Fu allora che iniziò a bere. Andava alla cantina di Carmela ‘a zuzzosa che era zuzzosa un po’ perché era sporca e un po’ per i servizi che faceva. Da mezzogiorno a mezzanotte salutava sant’Alfonso che lo guardava storto e si infilava nella cantina. Si sedeva e aspettava gli amici. Chiunque entrasse diceva: “Tras’ e assettat’”. Così iniziarono a chiamarlo Antonio trase e assettat. Faceva coppia con Peppino pane e vino che si abbuffava di pane e si scolava un fiasco al giorno e con Carluccio ‘o pisciato – così detto perché si scotoliava addosso – facevano “il terno secco sulla ruota di Bari”, come li sfotteva ‘a zuzzosa. In quel tugurio ci passavano le giornate intere. Ci facevano di tutto: mangiavano, bevevano, giocavano e sentivano le storie incredibili che raccontava Peppino pane e vino che per le favole che buttava fuori sembrava che avesse avuto cinquanta vite: una per ogni primavera. Una volta strologava sulle sue avventure da marinaio, un’altra volta sulla sua vita a Cinecittà – “ho fatto la comparsa per i film di Fillini”, “Fellini, pane e vino, Fellini” gli diceva Fiamma, la figlia della zuzzosa – un’altra volta la sparava grossa sulla sue qualità di ricercatore di funghi: “Insomma, ne ho raccolti così tanti che mia moglie ha fatto mille boccacci sott’olio”. Le sparava grosse perché gli piaceva tenere banco e far ridere gli amici, soprattutto Antonio trase e assettat: “Anto’, tu devi ridere, perché se ridi quello Linuccio tuo sta in braccio alla Madonna e ti protegge”. Ma non c’era niente da fare. Antonio non rideva. Ascoltava, si faceva un sorrisino ma non rideva. Ogni tanto si guardava a Fiamma che non era una ragazza ma una vampata di calore, così femmina che quando passava davanti al bancone le bottiglie di birra di stappavano da sole.

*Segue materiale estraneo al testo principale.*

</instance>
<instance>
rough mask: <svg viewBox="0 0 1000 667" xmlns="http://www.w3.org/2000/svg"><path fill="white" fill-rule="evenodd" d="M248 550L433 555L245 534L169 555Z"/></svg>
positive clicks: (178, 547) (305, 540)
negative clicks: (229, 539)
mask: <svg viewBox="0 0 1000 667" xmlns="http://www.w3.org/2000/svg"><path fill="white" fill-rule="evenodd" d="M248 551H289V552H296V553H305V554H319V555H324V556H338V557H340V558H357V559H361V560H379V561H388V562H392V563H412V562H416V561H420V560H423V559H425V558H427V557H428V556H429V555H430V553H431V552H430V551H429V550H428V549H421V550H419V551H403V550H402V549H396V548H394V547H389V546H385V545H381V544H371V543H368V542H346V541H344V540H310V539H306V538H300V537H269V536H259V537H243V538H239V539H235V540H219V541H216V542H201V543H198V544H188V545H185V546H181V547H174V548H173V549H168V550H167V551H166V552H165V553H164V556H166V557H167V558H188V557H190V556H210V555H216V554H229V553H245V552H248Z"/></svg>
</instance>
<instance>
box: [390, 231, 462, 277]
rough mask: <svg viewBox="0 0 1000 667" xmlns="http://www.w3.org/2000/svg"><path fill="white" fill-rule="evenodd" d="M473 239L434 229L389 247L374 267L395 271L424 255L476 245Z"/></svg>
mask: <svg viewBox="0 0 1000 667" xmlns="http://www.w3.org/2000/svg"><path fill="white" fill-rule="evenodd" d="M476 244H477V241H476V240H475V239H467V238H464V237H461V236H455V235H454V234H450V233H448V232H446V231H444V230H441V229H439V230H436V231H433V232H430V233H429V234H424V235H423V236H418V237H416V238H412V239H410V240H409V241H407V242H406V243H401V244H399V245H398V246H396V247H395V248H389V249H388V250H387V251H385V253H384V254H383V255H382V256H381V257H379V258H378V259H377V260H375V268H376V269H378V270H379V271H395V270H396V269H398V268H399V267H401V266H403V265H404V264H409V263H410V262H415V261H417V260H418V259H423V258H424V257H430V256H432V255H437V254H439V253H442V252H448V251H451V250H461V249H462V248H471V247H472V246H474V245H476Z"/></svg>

L’ultima storia di pane e vino fu davvero incredibile. Una delizia. Raccontò di essere andato a caccia e di aver sparato senza beccare niente. Mentre stava ritornando a mani vuote accadde il fatto: “Io me ne stavo andando, ero quasi arrivato quando davanti a me vidi un fagiano su un albero e una lepre sotto. Non credevo ai miei occhi”. “Nemmeno noi” disse ‘o pisciato. “Allora mi fermai e presi il fucile ma tenevo un solo colpo. E come aggia fa e come nun aggia fa, mi avvicinai chiano chiano e sparai facendo con il fucile un movimento così, da sopra a sotto. Uagliu’, con un solo colpo aggiu’ pigliat a tutte e due e mia moglie sabato ha fatto la lepre e domenica il fagiano”. Nella cantina non si capì più niente. I vecchi, gli operai con le birre in mano, i giovani di passaggio che stavano lì per il fuoco di Fiamma, insomma, il pubblico di Peppino pane e vino scoppiò a ridere e a dimenarsi, Carmela ‘a zuzzosa rideva con le zizze in mano, Carluccio ‘o pisciato un altro poco sveniva e tanto per cambiare si pisciò addosso.
Solo Antonio trase e assettat non rideva. Peppino lo guardava ammutolito, lo spingeva sulla sedia per solleticarlo ma niente da fare. Fu allora che pane e vino ebbe la bella idea di raccontarne ancora un’altra. Questa volta, però, cambiò protagonista: “Uagliu’, uagliu’, mo’ ve ne conto una di Trase e assettat, bella fresca fresca, dell’altro giorno quando ha pigliato i paccheri da Rosetta”.
“Ah no – a quel punto intervenne Antonio trase e assettat – no! ‘O paliatone aggiu’ avut io e ‘o fatt’ ‘o cont’ io (il paliatone l’ho avuto io e il fatto lo racconto io). E scoppiò a ridere per la contentezza di pane e vino e di tutti gli amici, mentre dietro il bancone si sentivano i tappi di birra e gassosa che saltavano al passaggio di Fiamma.